Keep in mind, the quad-track B&A grading is a relic from the days when signaling was unidirectional-only. While automatic block signaling has been around since the Civil War, until the first few decades of 20th century it was cumbersome as hell to run "wrong-rail" and automatic crossovers were an extremely expensive proposition (requiring complicated pneumatic machinery in the days before electric switch motors got simplified). So to run any sort of heavy layered freight schedule + pax local schedule + pax intercity schedule you simply segregated the traffic outright 2 "lanes" per direction. Every single mainline out of Boston used to be quad--NEC, B&A, Western, Eastern, NH Main, Old Colony--until its first major junction because of that. And it wasn't because the traffic was so heavy that it was saturating 4 tracks, but rather that meets were so hard to stage without having a whole army of human switch tenders out in the field that they just fattened each ROW out brute-force by default rather than attempt to squeeze any meet/overtake density out of the works. What you ended up with were 4 one-way tracks that weren't anywhere close to utilized to their native capacity, even during the historical peaks for traffic density.

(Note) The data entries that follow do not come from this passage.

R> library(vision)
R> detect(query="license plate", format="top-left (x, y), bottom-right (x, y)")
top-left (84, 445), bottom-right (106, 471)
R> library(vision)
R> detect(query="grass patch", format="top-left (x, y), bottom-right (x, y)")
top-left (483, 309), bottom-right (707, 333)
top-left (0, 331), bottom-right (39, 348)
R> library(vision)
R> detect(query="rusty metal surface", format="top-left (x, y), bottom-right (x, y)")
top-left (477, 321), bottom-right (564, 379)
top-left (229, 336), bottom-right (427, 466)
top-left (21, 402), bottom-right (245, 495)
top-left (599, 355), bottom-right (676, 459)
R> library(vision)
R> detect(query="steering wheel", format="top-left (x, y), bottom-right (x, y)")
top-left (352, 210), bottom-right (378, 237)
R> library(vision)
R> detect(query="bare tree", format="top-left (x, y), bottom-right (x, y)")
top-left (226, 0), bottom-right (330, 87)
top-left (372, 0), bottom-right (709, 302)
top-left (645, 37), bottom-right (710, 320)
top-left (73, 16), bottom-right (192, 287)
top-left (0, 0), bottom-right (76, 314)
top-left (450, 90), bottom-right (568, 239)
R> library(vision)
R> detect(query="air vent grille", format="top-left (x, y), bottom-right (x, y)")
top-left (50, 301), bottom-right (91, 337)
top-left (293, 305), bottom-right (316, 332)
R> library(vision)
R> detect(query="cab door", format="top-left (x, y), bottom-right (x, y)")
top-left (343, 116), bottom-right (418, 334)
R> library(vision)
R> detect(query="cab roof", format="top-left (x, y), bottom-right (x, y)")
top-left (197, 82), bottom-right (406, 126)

Today's bi-directional running where either track can run either direction equally and well-spaced automatic crossovers handle meets/overtakes, lets 2 efficiency-minded tracks carry the same or more traffic as the 4 unidirectional tracks of old. Most lines that are tri-track today are ones that used to be 5+ tracks back in the day. And the only places in the world you really see quad-track are 1) where there's a very large speed differential between the express trains and the local trains making timing of crossover meets harder, such as a mixed HSR + commuter corridor, or 2) truly nutty-density outliers like the New Haven Line where both the local and express tracks have traffic running up against the taillights all day (New Haven is right now at historical peak traffic levels) making it de facto single-file. Plans to quad-track the NEC in Providence Line territory slot firmly into category #1, as it's 150 MPH HSR territory co-mingled with commuter locals that on an EMU won't top 80-90 MPH because of stop spacing. There is no precedent for #2 in the U.S. beyond the New Haven Line (west-of-Stamford in particular) and City Zone LIRR feeding into Jamaica transfer.

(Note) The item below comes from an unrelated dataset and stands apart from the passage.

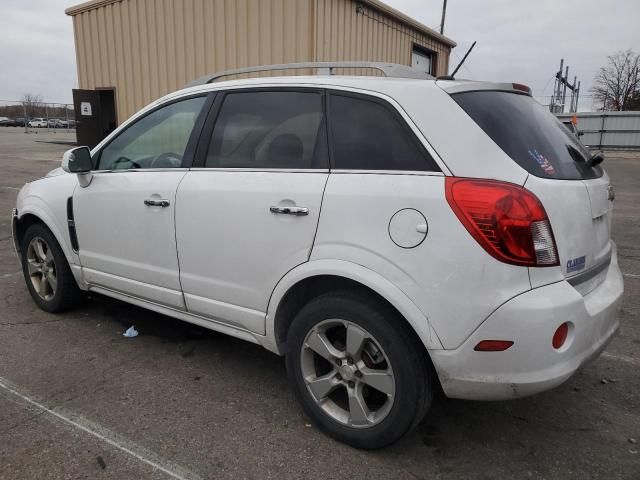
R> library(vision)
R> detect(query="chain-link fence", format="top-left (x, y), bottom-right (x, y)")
top-left (0, 100), bottom-right (76, 133)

So for the B&A the most you will ever ever need is 3 tracks...and of course the Pike squeezes that out inside 128 so you're simply loading up on future crossover density in Allston/Newton to support the layer cake of Urban Rail, RUR, Worcester super-expresses, and Amtrak Inlands. The fastest Amtrak non-stops in MBTA territory probably aren't going much more than 90+ after curve-straightening; it can be curve-eased into "pretty fast" corridor through MetroWest but nothing like the NEC straightaway from Sharon to the RI state line. So the speed differential isn't humongously large for express vs. local. Then the fact that MetroWest not even 100 years from now will ever approach the abutting density of the New Haven Line and you're pretty much set for life at tri-track spacing.